DAELPOS.com – Kelangkaan minyak goreng sudah berjalan 3 bulan lebih. Awal Febuari sampai pertengahan Maret minyak goreng susah dicari. Toko ritel modern dan pasar rakyat tidak ada stok minyak goreng, sampai membuat antrian mak-mak di pelosok desa dan pesisir.
Keluhan diterima oleh Ketua Bidang Tani dan Nelayan DPP PKS Riyono saat berdialog dengan mak-mak yang juga petani di Kelurahan Kauman, Kecamatan Comal, Kabupaten Pemalang.
“Pak dewan, kenapa minyak goreng langka? Katanya Indonesia produsen sawit terbesar di dunia? Gimana pak dewan, rakyat kok semakin susah,” papar salah satu mak-mak.
“Betul Bu, migor langka dan rakyat antri dimana – mana, kelangkaan ini terjadi karena tata kelola dan keseriusan pemerintah dalam mengatur migor lemah serta tekanan pengusaha. Subsidi 3.1 T untuk menekan harga di angka 14 ribu ternyata tidak mampu berikan solusi kepada rakyat,” jawab Riyono.
Kondisi langkanya migor sudah membuat petani dan nelayan di pesisir semakin susah dalam memenuhi kehidupan sehari-hari.
Pasca pemerintah “menyerah” dengan pengusaha untuk menyediakan migor bagi rakyat akhirnya per 16 Maret 2022 migor mengikuti harga pasar. Harga per liter menjadi 23.900. Naik 80% dari harga awal yang hanya 14.000, ini sungguh menyusahkan rakyat, khususnya petani dan nelayan.
“Ini negara kok bikin rakyat semakin susah, ngurus minyak goreng saja gak bisa? Masak mau minta perpanjangan menjabat?
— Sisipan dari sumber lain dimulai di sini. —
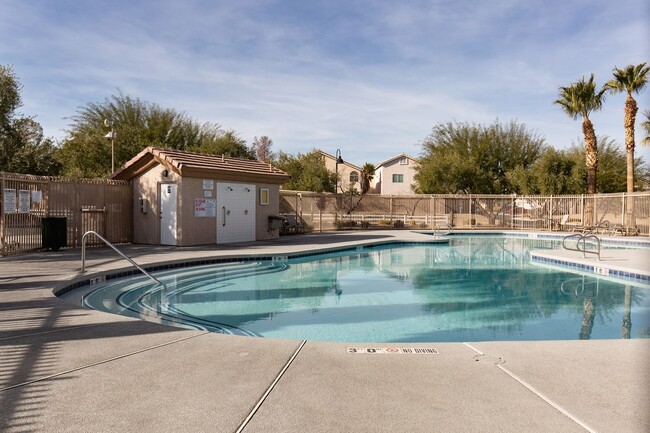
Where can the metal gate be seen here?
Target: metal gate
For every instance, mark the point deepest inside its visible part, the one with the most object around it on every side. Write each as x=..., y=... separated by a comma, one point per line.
x=104, y=206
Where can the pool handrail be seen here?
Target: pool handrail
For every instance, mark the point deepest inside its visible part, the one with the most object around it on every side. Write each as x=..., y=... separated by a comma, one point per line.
x=449, y=227
x=107, y=242
x=582, y=238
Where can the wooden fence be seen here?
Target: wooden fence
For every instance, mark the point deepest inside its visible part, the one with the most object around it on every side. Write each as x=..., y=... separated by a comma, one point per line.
x=104, y=206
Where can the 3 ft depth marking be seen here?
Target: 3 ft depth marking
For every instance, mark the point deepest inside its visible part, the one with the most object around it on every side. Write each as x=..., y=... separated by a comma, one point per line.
x=394, y=350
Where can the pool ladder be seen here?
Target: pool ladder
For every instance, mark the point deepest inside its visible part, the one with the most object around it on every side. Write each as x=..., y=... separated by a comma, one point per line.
x=438, y=229
x=581, y=244
x=107, y=242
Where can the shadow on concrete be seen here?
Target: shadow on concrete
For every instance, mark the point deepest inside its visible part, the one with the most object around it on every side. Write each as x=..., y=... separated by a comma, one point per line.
x=25, y=361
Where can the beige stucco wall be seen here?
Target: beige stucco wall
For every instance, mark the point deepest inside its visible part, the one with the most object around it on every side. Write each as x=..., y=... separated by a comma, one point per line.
x=191, y=230
x=383, y=180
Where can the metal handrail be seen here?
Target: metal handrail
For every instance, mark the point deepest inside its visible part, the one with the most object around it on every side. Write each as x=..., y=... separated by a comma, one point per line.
x=107, y=242
x=582, y=238
x=450, y=229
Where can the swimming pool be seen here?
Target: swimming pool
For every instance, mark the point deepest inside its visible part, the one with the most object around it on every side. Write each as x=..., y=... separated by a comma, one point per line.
x=474, y=289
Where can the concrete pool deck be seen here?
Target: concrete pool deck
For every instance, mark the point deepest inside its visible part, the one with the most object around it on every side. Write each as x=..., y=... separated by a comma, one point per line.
x=67, y=369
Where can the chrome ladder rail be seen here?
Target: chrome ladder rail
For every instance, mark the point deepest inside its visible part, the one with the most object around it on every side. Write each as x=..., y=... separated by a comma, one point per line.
x=582, y=238
x=439, y=227
x=107, y=242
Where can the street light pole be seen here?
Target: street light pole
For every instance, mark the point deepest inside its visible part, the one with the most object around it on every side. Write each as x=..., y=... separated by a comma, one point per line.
x=111, y=135
x=339, y=160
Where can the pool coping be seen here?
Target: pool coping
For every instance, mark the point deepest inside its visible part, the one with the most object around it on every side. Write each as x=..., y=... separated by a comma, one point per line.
x=97, y=380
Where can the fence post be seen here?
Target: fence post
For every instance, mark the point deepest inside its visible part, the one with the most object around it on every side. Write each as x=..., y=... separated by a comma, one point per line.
x=512, y=211
x=2, y=217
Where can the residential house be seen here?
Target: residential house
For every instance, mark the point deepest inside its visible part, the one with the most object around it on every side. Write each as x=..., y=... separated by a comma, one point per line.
x=395, y=176
x=349, y=174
Harusnya tau diri dan minta maaf kepada rakyat,” tanya Riyono.
Kenaikan harga migor ini berpotensi menambah rakyat miskin semakim miskin, ada 11.3 juta rakyat miskin ekstrim di 114 Kabupaten kota yang mereka 60% adalah berprofesi sebagai petani dan nelayan. Belum selesai pandemi, negara bikin “pandemi” baru berupa meroketnya harga migor.
“Migor adalah kebutuhan harian keluarga petani dan nelayan, kalau susah dan sekarang ada barangnya harga mahal, rakyat tidak mampu membeli. Trus dimana kehadiran negara?” tutup Riyono.